Immigration Reform: Desperately needed in the church

 

Heaven is many ethnicities worshipping as one race. So protect the race.

There is a great joy in strolling the campus of Southwestern Seminary and seeing the many races interact with one another, and in our chapel services worship with one another. Asian, Anglo, Indian, Hispanic, Middle Eastern, African, African American, and others moving as one family; what a joy to see the races worshipping together.
Worship is in fact more authentic when it imitates ideal worship in heaven. And in Rev. 5:9 John sees the Lamb receiving worship from the redeemed of every ethnicity! What he does with them next, is quite shocking. He makes them into, “a kingdom and priests to our God, and they shall reign on the earth.” The new earth will be reined by a new race, a spiritual race composed of many ethnicities. So while we should welcome all ethnicities of to our fellowship, we should make it clear that we are after seeing people captivated by immigration into this single new race. This is why “racism”, understood as discrimination, dies in the face of the Gospel. This idea is woven through Scripture.
Paul makes it clear that while we are all born in sin, some of us are transferred from darkness to light, strangers to friends, and aliens to sons and daughters (Eph 2). The result is that now we are citizens. Many ethnicities with one spiritual nationality: the kingdom of God. It is equally clear that those who stay in darkness have another lineage; they are children of other parents (Eph 2:1-3). Peter sums this up when he says we are a “holy race” (I Peter 2:9). This distinction is the greatest that any one could imagine. Some are children of wrath, others are children of God. Some are actually banking wrath that will be unleashed at another time (Romans 2:4, 5). Two races of people could not be more different.
So, what if you are sitting in church and someone sits beside you and they are of a complete different spiritual race? They are under the wrath of God and do not know it. How do you handle that situation?
Integration without Intimidation
First, remember we want them there. There is nothing more pleasing to a pastor to know that sitting under the hearing of the word of God are people who are hopelessly lost without Christ. It puts a bit of fire under him to know that eternity hangs on the reception of the word. People of the other spiritual race should be welcome to visit, investigate, and spend time with us. The only hope for the lost is that they integrate seamlessly around the church. People should be seamlessly integrated into the periphery of the church. The front door of the church should be fluid; graciousness propelled by a love for all people who are swimming in the common grace of God. Very gracious people on very porous pews.
Integration with Love
However, what should be most shocking to our spiritual senses is when people of a another spiritual race become members of a church, or in leadership of a church, without ever being asked if they have indeed repented and come into the new race God has created. My fear is that this is done more often than we think without the faintest concern for their soul. The grace of God is not sealed by a handshake at the front, but by repentance and faith. This is why a public profession is more theologically represented in baptism than any other means. Nothing says welcome to the family like imitating death. The vulnerability of submersion is a witness to Christ and a welcome accountability of a person’s life.

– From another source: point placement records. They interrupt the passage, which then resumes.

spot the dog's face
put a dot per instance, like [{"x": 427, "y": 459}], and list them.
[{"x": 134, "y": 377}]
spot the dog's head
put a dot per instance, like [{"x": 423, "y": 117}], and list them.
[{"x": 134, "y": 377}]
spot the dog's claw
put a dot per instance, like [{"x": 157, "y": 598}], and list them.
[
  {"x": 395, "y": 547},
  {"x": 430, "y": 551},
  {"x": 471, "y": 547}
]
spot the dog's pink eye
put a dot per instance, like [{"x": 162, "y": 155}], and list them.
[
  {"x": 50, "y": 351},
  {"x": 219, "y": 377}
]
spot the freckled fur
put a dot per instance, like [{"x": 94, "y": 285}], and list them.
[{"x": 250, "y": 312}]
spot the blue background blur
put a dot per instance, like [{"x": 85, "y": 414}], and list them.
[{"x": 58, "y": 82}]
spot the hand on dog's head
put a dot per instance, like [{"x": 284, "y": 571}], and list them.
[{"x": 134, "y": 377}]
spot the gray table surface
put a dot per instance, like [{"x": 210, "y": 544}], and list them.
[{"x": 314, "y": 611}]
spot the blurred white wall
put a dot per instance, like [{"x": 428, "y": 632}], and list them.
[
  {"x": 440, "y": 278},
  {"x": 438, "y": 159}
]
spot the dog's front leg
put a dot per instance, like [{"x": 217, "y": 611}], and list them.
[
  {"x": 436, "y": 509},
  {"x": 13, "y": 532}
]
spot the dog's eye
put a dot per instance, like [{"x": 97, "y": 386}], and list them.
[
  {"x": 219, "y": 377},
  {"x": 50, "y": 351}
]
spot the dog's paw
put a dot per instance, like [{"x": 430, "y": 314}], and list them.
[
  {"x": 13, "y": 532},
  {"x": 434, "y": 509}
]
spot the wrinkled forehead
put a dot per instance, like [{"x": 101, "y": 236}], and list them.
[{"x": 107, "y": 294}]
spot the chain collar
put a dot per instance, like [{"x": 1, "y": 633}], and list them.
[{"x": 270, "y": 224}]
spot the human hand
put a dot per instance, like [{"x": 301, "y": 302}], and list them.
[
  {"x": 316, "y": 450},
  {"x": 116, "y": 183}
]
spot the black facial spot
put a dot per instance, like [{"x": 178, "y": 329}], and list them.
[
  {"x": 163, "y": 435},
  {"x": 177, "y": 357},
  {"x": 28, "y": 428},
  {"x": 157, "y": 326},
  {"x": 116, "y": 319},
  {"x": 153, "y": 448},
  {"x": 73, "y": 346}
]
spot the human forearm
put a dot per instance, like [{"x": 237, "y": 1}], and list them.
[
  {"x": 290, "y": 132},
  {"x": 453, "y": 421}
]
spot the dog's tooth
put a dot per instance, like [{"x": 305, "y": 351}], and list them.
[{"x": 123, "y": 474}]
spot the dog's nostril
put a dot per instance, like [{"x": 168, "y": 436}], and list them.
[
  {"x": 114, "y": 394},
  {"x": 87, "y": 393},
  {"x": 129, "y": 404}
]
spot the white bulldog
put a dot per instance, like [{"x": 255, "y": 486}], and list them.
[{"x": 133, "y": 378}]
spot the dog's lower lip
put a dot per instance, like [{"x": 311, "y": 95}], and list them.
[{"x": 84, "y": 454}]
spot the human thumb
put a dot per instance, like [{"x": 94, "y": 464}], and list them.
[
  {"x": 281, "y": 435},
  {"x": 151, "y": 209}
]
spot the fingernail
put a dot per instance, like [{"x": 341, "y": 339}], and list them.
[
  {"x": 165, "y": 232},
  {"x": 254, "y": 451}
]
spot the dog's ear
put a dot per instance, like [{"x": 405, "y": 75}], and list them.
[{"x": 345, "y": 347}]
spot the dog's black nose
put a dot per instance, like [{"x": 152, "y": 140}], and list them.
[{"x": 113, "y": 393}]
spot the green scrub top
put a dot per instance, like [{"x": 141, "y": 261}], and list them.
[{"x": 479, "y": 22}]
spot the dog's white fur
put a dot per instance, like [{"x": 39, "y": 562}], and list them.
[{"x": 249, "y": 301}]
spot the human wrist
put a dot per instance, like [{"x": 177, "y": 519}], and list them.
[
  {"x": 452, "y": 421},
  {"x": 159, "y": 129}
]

As a pastor I was alarmed at members who would say to me, “This individual would be a great teacher for this Bible Study class.” It was clear to me the person in question had little evidence of a love for God’s word or His church. They were gregarious and willing, but did not evidence salvation.

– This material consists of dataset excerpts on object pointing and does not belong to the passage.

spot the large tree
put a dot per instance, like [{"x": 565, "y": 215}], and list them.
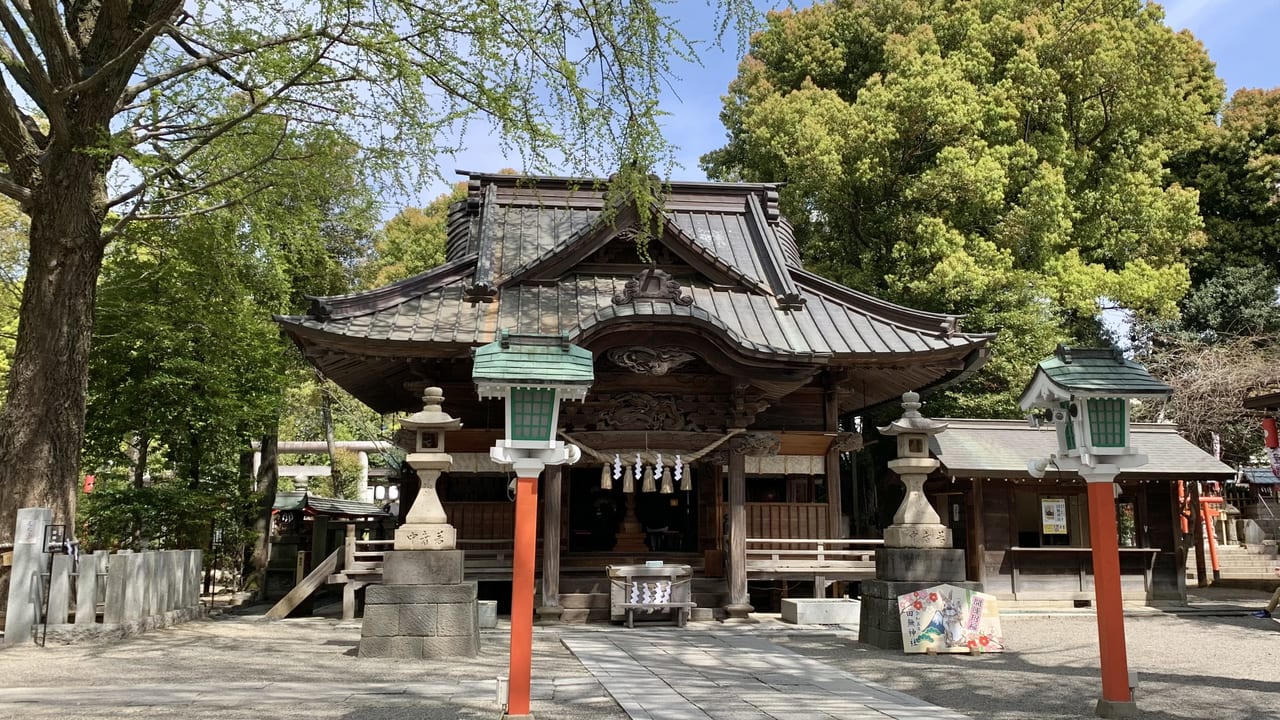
[
  {"x": 100, "y": 100},
  {"x": 997, "y": 158},
  {"x": 1237, "y": 172}
]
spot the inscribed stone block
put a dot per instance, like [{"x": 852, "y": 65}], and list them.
[
  {"x": 117, "y": 588},
  {"x": 86, "y": 591},
  {"x": 28, "y": 563},
  {"x": 59, "y": 589},
  {"x": 423, "y": 568},
  {"x": 135, "y": 587},
  {"x": 458, "y": 619}
]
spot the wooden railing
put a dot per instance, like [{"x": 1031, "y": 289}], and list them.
[
  {"x": 786, "y": 520},
  {"x": 481, "y": 520},
  {"x": 812, "y": 557}
]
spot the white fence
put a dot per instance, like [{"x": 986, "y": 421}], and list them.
[{"x": 74, "y": 597}]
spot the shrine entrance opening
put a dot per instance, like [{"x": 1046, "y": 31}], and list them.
[{"x": 612, "y": 520}]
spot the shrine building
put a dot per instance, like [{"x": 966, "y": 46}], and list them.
[{"x": 723, "y": 370}]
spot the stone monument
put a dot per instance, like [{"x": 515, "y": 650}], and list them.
[
  {"x": 917, "y": 551},
  {"x": 423, "y": 607}
]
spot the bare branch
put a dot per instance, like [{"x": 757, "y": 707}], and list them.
[
  {"x": 59, "y": 51},
  {"x": 44, "y": 89},
  {"x": 204, "y": 62},
  {"x": 122, "y": 60}
]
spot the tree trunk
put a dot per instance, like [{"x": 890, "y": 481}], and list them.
[
  {"x": 42, "y": 424},
  {"x": 336, "y": 479},
  {"x": 268, "y": 479}
]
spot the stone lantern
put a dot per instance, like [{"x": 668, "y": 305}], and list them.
[
  {"x": 915, "y": 524},
  {"x": 423, "y": 437},
  {"x": 423, "y": 607},
  {"x": 917, "y": 552},
  {"x": 1087, "y": 393}
]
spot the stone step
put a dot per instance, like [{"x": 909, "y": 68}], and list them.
[
  {"x": 584, "y": 601},
  {"x": 581, "y": 615}
]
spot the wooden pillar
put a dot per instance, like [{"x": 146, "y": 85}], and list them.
[
  {"x": 978, "y": 531},
  {"x": 739, "y": 601},
  {"x": 1116, "y": 697},
  {"x": 551, "y": 607},
  {"x": 1198, "y": 537},
  {"x": 835, "y": 510},
  {"x": 520, "y": 668}
]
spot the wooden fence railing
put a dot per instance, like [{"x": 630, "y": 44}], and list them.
[
  {"x": 786, "y": 520},
  {"x": 812, "y": 557}
]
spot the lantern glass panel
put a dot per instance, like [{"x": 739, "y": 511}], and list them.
[
  {"x": 1107, "y": 422},
  {"x": 533, "y": 410}
]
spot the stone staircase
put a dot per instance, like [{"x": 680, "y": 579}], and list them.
[
  {"x": 1249, "y": 554},
  {"x": 586, "y": 600}
]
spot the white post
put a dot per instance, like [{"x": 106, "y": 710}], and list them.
[{"x": 24, "y": 584}]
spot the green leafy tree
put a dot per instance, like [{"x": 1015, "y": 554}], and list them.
[
  {"x": 104, "y": 101},
  {"x": 187, "y": 367},
  {"x": 414, "y": 240},
  {"x": 1237, "y": 172},
  {"x": 997, "y": 158}
]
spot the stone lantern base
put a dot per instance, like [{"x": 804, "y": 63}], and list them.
[
  {"x": 900, "y": 570},
  {"x": 423, "y": 609}
]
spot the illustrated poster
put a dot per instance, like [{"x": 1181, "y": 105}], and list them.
[
  {"x": 950, "y": 619},
  {"x": 1054, "y": 513}
]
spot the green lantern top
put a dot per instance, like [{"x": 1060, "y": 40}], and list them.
[
  {"x": 533, "y": 374},
  {"x": 1087, "y": 392},
  {"x": 1089, "y": 373},
  {"x": 524, "y": 360}
]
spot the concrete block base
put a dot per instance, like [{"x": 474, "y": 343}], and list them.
[
  {"x": 488, "y": 613},
  {"x": 419, "y": 613},
  {"x": 821, "y": 610},
  {"x": 1115, "y": 709}
]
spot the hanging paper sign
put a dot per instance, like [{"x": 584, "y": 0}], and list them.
[
  {"x": 1054, "y": 515},
  {"x": 1272, "y": 442}
]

Our primary defense against leaders who are not of the same spiritual race is a strong pulpit. The pulpit is the way we show, by our fidelity to Scripture and the passion of the words we choose, that we are willing to give our lives for the protection of the race. This is why the pastor has a double stewardship; he is a steward of the truth and a steward of the people (I Tim. 4:15; 6:20; II Tim. 1:14: Titus 1:9). He keeps the sword sharp in order to keep the sheep safe.

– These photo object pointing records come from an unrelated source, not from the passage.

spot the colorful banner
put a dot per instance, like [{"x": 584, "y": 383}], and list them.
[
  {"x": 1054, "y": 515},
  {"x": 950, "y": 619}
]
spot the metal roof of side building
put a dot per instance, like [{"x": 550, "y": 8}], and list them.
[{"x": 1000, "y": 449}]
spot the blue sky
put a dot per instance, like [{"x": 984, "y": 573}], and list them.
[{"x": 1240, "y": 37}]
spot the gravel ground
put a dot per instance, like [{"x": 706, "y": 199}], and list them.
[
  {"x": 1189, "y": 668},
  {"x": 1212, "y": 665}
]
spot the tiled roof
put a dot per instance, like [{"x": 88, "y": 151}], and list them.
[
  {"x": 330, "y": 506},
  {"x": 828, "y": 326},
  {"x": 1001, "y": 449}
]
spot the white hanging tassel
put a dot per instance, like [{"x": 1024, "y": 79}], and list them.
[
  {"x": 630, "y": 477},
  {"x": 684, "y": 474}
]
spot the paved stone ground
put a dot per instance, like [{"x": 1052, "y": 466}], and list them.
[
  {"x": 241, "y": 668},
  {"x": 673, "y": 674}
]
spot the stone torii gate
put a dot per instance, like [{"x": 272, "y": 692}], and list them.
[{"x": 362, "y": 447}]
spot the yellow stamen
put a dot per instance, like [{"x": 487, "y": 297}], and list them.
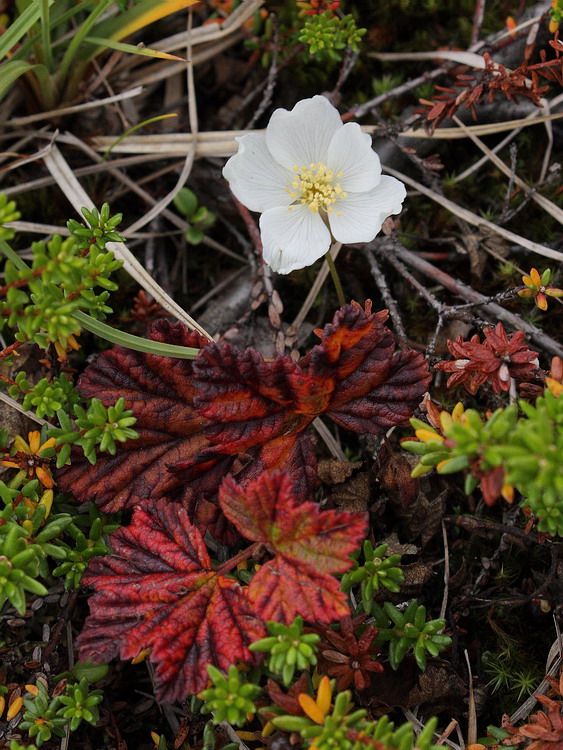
[{"x": 314, "y": 186}]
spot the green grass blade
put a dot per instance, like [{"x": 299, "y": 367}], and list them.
[
  {"x": 20, "y": 26},
  {"x": 133, "y": 129},
  {"x": 140, "y": 15},
  {"x": 133, "y": 49},
  {"x": 78, "y": 39},
  {"x": 130, "y": 341},
  {"x": 46, "y": 35},
  {"x": 13, "y": 256}
]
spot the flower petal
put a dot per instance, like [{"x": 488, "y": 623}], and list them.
[
  {"x": 302, "y": 136},
  {"x": 362, "y": 214},
  {"x": 256, "y": 179},
  {"x": 350, "y": 153},
  {"x": 293, "y": 237}
]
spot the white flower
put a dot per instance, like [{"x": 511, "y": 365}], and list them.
[{"x": 313, "y": 179}]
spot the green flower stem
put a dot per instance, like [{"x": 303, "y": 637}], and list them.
[{"x": 335, "y": 278}]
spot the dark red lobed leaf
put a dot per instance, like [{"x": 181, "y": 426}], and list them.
[
  {"x": 284, "y": 588},
  {"x": 159, "y": 391},
  {"x": 390, "y": 402},
  {"x": 246, "y": 400},
  {"x": 158, "y": 590},
  {"x": 309, "y": 545}
]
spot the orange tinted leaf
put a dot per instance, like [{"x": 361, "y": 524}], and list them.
[
  {"x": 158, "y": 590},
  {"x": 309, "y": 545},
  {"x": 159, "y": 391}
]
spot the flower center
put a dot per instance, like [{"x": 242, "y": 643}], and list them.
[{"x": 315, "y": 186}]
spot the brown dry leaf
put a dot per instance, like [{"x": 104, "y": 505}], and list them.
[
  {"x": 425, "y": 516},
  {"x": 416, "y": 575},
  {"x": 395, "y": 547},
  {"x": 395, "y": 477},
  {"x": 437, "y": 689}
]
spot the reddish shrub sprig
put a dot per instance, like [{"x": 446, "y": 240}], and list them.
[{"x": 496, "y": 360}]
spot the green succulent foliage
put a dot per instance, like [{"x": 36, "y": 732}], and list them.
[
  {"x": 230, "y": 698},
  {"x": 469, "y": 440},
  {"x": 86, "y": 546},
  {"x": 378, "y": 569},
  {"x": 81, "y": 704},
  {"x": 326, "y": 35},
  {"x": 46, "y": 397},
  {"x": 98, "y": 427},
  {"x": 100, "y": 228},
  {"x": 199, "y": 217},
  {"x": 19, "y": 567},
  {"x": 8, "y": 212},
  {"x": 287, "y": 649},
  {"x": 41, "y": 719},
  {"x": 532, "y": 459},
  {"x": 346, "y": 729},
  {"x": 529, "y": 447},
  {"x": 409, "y": 630},
  {"x": 70, "y": 539},
  {"x": 556, "y": 13},
  {"x": 46, "y": 717},
  {"x": 60, "y": 282}
]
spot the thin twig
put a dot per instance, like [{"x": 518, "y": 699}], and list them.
[
  {"x": 315, "y": 289},
  {"x": 474, "y": 219},
  {"x": 494, "y": 310},
  {"x": 388, "y": 299}
]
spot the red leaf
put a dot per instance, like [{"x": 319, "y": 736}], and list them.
[
  {"x": 309, "y": 545},
  {"x": 352, "y": 375},
  {"x": 254, "y": 413},
  {"x": 159, "y": 390},
  {"x": 159, "y": 590}
]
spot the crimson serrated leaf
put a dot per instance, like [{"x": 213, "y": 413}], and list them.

We must love people by being vigilant to make sure they don’t reject the One who can make them a citizen of a new country. Yet, we should be equally vigilant to ensure that those leading this effort are not illegal aliens who have crept in unnoticed; jumped in without a splash or ripple (Jude 4). We should have enough love for them that we vet them spiritually before integrating them into leadership. I have yet to meet a genuine believer who was hurt when they were asked about their salvation. After all, that is the purpose of the integration in the first place. This is not a social club. The purpose of integration is providing an environment where people can immigrate to the new race!
Many ethnicities, worshipping as one race. That is heaven. Fighting for that race is fighting for heaven on earth. God help us settle for nothing less.